I have the problem when I read data and, based on these data, I write in the Arduino





ralphbsz said:


> I would also suggest beginning with a super simple test case: Take a wire, and bridge pins 2 and 3 of the serial port connector on the computer, leaving all other pins unconnected (doesn't matter whether this is a 9-pin or 25-pin connector). That bridges TxD and RxD, meaning any data you transmit will be immediately received. Set the port for any baud rate, disable hardware flow control, and run a simple software test that you get data transmitted back again. The pyserial installation comes with a little terminal emulator program (I think it's called minicom something) which you can use for testing.


Ok I will see

Thanks for your answer


----------



## jjachuf (Nov 13, 2021)

Tieks said:


> The second call to _reset_input_buffer()_ causes the problem. I never used pyserial, but it occurs to me that you may not need that call at all. Just try to run without it.
> If there is a need to explicitly empty that buffer at that point, you might take a look at _flushInput()_ instead.


Hi Tieks 

I answered this to ralphbsz , it is necessary to clean the buffer because (in Linux and Windows) there is always the last reading and does not stop to wait for the Arduino to send you data. And if I do not run it, it error:
_And about flushInput():_
*reset_input_buffer()*
Flush input buffer, discarding all its contents.
Changed in version 3.0: renamed from flushInput()

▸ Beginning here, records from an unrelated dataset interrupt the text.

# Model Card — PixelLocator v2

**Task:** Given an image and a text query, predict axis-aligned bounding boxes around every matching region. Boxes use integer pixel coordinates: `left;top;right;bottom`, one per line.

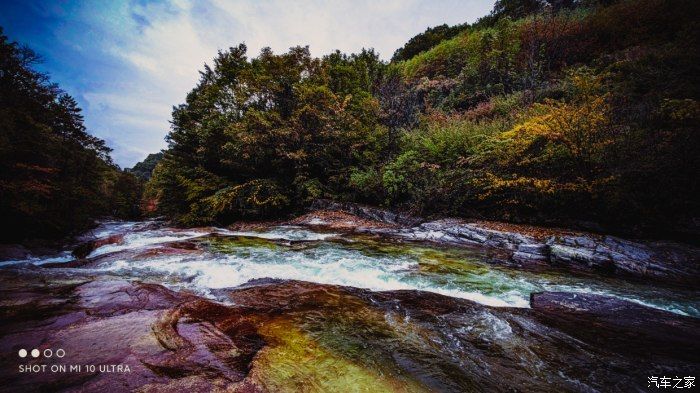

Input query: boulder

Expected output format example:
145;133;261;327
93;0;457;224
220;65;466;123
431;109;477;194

547;235;700;283
72;233;125;259
310;199;423;227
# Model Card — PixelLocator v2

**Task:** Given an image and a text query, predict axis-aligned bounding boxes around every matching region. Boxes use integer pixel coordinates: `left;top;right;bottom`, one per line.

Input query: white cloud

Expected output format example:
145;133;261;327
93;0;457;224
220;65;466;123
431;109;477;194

80;0;495;167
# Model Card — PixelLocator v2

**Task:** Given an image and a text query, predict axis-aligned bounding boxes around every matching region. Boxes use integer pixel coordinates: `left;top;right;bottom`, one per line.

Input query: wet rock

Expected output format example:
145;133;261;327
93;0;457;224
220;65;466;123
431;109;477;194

1;267;697;393
72;233;125;259
221;281;699;392
0;243;62;261
310;199;422;227
161;240;200;250
300;203;699;284
0;244;32;260
291;209;397;231
548;243;614;271
396;219;551;266
512;243;549;263
531;292;700;362
76;280;194;316
46;243;203;270
547;235;700;284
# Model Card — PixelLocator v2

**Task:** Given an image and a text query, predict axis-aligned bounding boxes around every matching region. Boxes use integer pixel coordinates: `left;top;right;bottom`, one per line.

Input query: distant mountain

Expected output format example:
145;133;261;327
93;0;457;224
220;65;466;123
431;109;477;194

128;152;163;180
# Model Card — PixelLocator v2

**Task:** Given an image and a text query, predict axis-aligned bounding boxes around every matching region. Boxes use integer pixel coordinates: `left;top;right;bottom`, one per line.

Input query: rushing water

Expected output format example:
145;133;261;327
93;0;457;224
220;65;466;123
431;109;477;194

3;220;699;317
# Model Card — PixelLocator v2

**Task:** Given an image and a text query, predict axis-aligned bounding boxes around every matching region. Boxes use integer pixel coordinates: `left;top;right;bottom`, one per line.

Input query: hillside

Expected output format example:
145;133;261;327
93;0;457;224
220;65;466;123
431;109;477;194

144;0;699;239
128;152;163;180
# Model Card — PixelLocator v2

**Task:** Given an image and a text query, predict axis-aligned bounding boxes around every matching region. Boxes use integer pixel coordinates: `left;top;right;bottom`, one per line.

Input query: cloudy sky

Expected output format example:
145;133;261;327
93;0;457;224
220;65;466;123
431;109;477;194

1;0;495;167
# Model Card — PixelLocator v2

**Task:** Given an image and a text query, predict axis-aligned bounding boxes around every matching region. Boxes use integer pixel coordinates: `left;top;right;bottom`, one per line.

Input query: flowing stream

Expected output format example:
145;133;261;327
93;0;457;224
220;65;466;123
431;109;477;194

2;220;699;317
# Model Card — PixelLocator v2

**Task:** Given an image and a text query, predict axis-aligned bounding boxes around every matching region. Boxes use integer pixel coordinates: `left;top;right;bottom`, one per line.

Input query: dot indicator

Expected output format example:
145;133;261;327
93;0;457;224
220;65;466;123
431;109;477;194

31;349;40;358
18;349;27;358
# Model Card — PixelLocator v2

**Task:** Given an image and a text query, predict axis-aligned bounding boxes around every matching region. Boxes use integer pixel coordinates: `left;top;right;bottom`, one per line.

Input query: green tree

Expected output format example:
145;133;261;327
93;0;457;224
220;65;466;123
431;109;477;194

147;45;386;224
0;29;141;240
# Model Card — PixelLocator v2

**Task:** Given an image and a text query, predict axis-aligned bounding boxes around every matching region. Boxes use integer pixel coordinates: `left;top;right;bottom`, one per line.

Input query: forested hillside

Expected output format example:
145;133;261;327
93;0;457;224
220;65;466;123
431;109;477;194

0;30;142;241
141;0;697;238
128;152;163;180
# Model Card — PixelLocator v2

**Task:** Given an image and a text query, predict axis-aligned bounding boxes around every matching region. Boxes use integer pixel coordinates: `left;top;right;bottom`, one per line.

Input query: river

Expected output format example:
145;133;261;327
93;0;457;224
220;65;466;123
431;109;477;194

1;219;698;392
2;220;698;316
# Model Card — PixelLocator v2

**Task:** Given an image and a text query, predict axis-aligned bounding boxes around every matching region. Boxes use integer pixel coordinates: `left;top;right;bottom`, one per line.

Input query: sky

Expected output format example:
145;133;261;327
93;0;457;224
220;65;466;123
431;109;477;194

0;0;495;168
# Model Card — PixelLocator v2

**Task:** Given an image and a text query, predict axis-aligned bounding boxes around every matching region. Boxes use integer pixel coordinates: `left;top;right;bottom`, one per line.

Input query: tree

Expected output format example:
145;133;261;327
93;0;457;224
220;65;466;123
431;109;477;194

0;28;139;240
392;24;468;62
147;45;386;224
128;152;163;180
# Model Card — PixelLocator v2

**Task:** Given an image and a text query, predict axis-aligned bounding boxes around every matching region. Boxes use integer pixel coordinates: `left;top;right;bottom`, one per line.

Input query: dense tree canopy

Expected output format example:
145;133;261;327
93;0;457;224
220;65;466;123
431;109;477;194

> raise SerialException( serial.serialutil.SerialException: device reports readiness to read but returned no data (device disconnected or multiple access on port?)


----------



## jjachuf (Nov 14, 2021)

Seeing the PySerial code has differences according to the OS. Then I tried with Linuxlator but I get the same result as native to FreeBSD


----------



## ralphbsz (Nov 14, 2021)

Let's untangle this. You are getting two separate errors. If you call reset_input_buffer() on every iteration of the loop, then the second time around, it gives you "device not configured". That is nothing but the error string corresponding to errno ENXIO, which literally means: you are trying to do something to a device that does not exist, or you are asking a device to do something it is not capable of. Common examples include: You open a device by name (in your case /dev/cuaU0), but by the time the call comes around, the USB service has disconnected it, and it no longer actually exists. There are other causes, such as sending a device an ioctl that it can never execute, such as sending a SCSI disk the command to "eject page" (which is a good command for SCSI printers, but disks don't do that), or sending a device an ioctl that it temporarily impossible (like asking a tape drive to rewind the tape, but no tape is physically present). Now, I have no idea why calling reset_input_buffer() would cause that, other than that the device has been disconnected. Suggestion: Look in your log for disconnection events. Maybe add to your python code to do an "ls -l /dev/cuaU0" and "stty -a < /dev/cuaU0", to see that the device is in good shape.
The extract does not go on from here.